Tephritid26: A standardized, multi-angle image dataset of quarantine-significant true fruit flies for deep learning-based identification

Data files

May 26, 2026 version files 119.44 GB

Click names to download individual files Select up to 11 GB of files for zip download

Abstract

Accurate and rapid identification of quarantine-significant tephritids is critical to global agricultural biosecurity, but the application of deep learning is limited by the lack of large public image datasets. We present Tephritid26, a multi-angle image dataset of 26 tephritid species to address this gap.
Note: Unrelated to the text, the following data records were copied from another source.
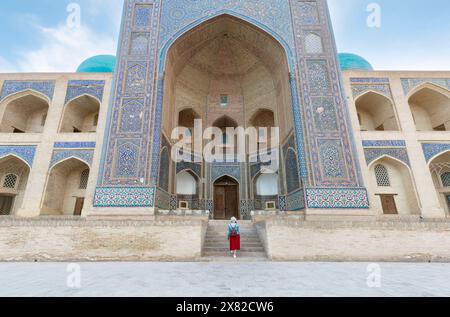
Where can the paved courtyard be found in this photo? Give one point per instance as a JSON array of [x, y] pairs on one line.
[[224, 279]]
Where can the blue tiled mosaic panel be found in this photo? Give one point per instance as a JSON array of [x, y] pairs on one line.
[[127, 158], [373, 154], [164, 169], [194, 167], [411, 83], [131, 116], [431, 150], [373, 80], [124, 197], [295, 201], [136, 78], [383, 89], [26, 153], [332, 159], [74, 145], [318, 77], [78, 88], [328, 198], [292, 175], [177, 15], [377, 143], [325, 119], [163, 199], [139, 44], [61, 155], [44, 87], [143, 15], [225, 170]]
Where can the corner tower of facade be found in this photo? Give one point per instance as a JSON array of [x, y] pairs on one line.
[[179, 55]]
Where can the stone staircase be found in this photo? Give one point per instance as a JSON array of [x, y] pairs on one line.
[[217, 246]]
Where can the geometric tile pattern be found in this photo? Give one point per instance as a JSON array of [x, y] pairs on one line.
[[409, 84], [296, 201], [320, 78], [74, 145], [78, 88], [319, 110], [389, 143], [373, 154], [61, 155], [125, 155], [431, 150], [124, 197], [26, 153], [11, 87], [329, 198]]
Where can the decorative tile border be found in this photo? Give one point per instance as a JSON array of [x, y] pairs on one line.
[[373, 154], [361, 80], [26, 153], [10, 87], [74, 145], [431, 150], [124, 197], [295, 201], [78, 88], [61, 155], [383, 89], [233, 170], [409, 84], [383, 143], [330, 198]]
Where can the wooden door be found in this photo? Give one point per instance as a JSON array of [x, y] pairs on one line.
[[219, 202], [231, 206], [388, 203], [79, 204], [6, 203], [226, 199]]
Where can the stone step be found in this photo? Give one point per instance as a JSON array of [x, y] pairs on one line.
[[225, 249], [217, 246], [240, 254], [226, 243]]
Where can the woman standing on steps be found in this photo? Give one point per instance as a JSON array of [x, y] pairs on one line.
[[234, 236]]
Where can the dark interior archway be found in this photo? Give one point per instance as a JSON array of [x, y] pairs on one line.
[[226, 198]]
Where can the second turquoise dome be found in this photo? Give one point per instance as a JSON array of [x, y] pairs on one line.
[[350, 61], [98, 64]]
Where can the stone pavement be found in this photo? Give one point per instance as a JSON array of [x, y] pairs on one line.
[[266, 279]]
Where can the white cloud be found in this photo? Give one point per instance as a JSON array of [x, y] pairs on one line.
[[7, 66], [63, 49]]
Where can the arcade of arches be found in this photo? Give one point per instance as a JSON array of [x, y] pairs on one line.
[[227, 73]]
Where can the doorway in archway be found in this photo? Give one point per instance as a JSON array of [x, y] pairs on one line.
[[226, 198]]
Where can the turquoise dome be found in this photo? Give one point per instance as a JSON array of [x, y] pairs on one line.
[[353, 62], [98, 64]]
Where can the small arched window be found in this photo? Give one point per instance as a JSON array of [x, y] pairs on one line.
[[445, 178], [10, 181], [313, 44], [382, 176], [84, 179]]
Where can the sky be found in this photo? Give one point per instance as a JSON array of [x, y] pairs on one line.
[[410, 35]]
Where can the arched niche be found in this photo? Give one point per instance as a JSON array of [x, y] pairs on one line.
[[80, 115], [24, 113], [396, 191], [376, 113], [14, 175], [430, 107], [66, 188]]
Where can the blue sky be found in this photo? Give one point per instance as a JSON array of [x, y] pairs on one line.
[[414, 35]]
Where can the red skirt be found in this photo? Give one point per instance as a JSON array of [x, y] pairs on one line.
[[235, 243]]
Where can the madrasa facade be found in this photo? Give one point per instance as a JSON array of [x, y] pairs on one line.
[[87, 171]]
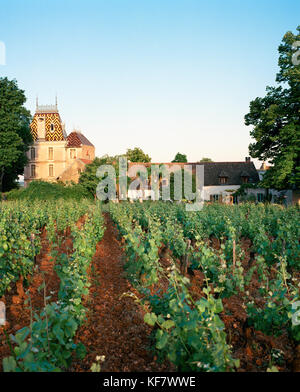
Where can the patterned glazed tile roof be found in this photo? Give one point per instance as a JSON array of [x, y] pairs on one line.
[[53, 126], [77, 139]]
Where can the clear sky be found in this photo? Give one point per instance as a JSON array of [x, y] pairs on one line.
[[165, 75]]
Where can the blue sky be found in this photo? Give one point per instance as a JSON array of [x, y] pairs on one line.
[[168, 76]]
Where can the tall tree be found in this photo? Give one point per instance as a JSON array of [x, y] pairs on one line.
[[180, 158], [276, 120], [206, 160], [15, 134], [137, 155]]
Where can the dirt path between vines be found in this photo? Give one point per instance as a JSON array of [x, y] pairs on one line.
[[115, 327]]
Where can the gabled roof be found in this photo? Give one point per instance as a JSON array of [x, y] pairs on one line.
[[77, 139], [234, 171]]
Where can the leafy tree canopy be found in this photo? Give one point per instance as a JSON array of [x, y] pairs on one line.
[[276, 120], [137, 155], [15, 134], [180, 158], [206, 160]]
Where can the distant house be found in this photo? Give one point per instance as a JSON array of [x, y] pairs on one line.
[[221, 179], [54, 155]]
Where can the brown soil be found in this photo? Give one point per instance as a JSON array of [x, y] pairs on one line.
[[115, 327]]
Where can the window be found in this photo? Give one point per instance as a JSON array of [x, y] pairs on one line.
[[50, 153], [51, 171], [73, 153], [32, 171], [32, 153], [260, 197], [223, 180]]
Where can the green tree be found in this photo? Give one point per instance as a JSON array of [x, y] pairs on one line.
[[180, 158], [205, 160], [276, 120], [137, 155], [15, 134]]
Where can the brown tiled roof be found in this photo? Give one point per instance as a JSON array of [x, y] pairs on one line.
[[86, 161], [77, 139], [213, 170]]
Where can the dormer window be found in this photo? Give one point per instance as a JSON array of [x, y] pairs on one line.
[[245, 177], [223, 177]]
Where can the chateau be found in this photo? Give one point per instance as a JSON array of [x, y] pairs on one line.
[[54, 156]]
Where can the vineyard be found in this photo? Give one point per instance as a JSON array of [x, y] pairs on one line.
[[149, 287]]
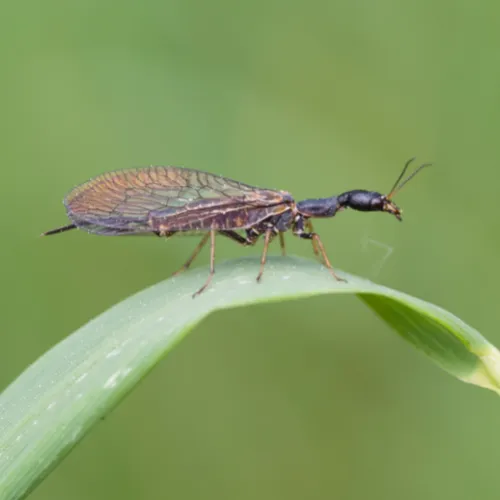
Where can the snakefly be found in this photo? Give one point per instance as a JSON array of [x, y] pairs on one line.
[[169, 200]]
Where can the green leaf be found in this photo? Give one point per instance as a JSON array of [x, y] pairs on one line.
[[57, 400]]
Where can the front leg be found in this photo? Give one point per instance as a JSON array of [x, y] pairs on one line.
[[298, 230]]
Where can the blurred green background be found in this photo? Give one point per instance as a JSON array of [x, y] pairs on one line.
[[314, 399]]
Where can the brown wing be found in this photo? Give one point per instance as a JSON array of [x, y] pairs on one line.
[[127, 201]]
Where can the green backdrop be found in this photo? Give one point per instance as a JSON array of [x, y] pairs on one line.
[[314, 399]]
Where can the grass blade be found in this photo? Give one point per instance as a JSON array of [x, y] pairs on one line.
[[56, 401]]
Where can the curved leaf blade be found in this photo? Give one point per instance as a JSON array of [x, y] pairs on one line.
[[56, 401]]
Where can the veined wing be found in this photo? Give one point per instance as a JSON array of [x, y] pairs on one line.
[[121, 202]]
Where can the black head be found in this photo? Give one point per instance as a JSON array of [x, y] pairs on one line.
[[371, 201]]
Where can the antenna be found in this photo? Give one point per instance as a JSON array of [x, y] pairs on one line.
[[398, 184]]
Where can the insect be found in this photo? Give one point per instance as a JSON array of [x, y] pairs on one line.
[[170, 200]]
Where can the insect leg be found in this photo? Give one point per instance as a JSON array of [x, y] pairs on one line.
[[212, 263], [233, 235], [267, 239], [282, 244], [311, 230], [59, 230], [197, 250], [299, 231]]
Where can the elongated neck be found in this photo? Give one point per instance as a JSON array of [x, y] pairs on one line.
[[320, 207]]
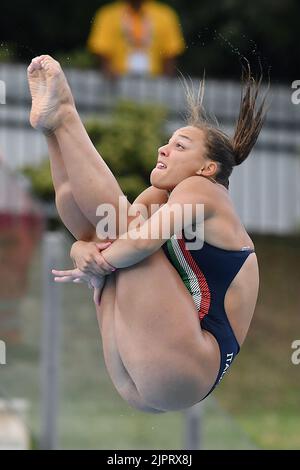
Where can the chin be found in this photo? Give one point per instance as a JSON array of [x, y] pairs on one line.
[[158, 181]]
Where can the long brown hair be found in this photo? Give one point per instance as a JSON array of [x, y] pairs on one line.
[[229, 151]]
The dataset includes 38,081 images from 1,473 specimens across seven genera and two subfamilies, assembled through a global collaborative effort to source these regulated species. Specimens were mounted using a novel protocol combining varied thoracic attachment points and pin angles, and a rotational imaging setup, then systematically captured each specimen from multiple perspectives to mimic real inspection conditions. The dataset is formatted for machine learning workflows. To demonstrate its utility, we trained deep learning models for species identification. ResNet-50, ConvNeXt-B, Vit-Small, and Swin-Tiny all attained high species-level accuracy (Macro-Averaged F1-score > 96.75). Gradient-weighted Class Activation Mapping confirmed that the models focused on taxonomically informative morphological regions. This dataset serves as a benchmark for developing automated identification tools in phytosanitary applications.